Patriot Coal Corp. (NYSE: PCX), a producer and marketer of coal products in the eastern U.S., announced that the company and a majority of its wholly owned subsidiaries have voluntarily filed for Chapter 11 bankruptcy on July 9 in order to undertake a comprehensive financial restructuring. The filing was made in the Bankruptcy Court for the southern District of New York.
Patriot said it expects its mining operations and customer shipments to continue throughout the reorganization process.

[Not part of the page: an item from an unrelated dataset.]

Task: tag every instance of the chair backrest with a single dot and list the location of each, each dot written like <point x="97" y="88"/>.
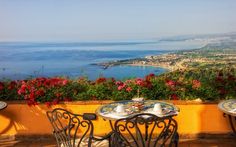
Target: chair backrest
<point x="71" y="129"/>
<point x="145" y="130"/>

Patriot has obtained a commitment for $802 million in debtor-in-possession (DIP) financing from Citigroup Global Markets Inc., Barclays Bank PLC, and Merrill Lynch, Pierce, Fenner & Smith Inc. as joint lead arrangers. Upon approval by the Bankruptcy Court, the new financing and cash generated from Patriot’s ongoing operations will be used to support the business during the reorganization process.
“The coal industry is undergoing a major transformation and Patriot’s existing capital structure prevents it from making the necessary adjustments to achieve long-term success,” said Patriot Chairman and Chief Executive Officer Irl Engelhardt. “Our objective is to use the reorganization process to address important issues in an orderly way and make the company stronger and more competitive.”
Patriot’s business outlook has been impacted by a number of challenges that are affecting the coal industry, including reductions in U.S. thermal coal demand due to competition from low priced natural gas, environmental regulations affecting the cost of producing and using coal, and weaker international and domestic economies. Patriot has reduced production and closed down mines in response.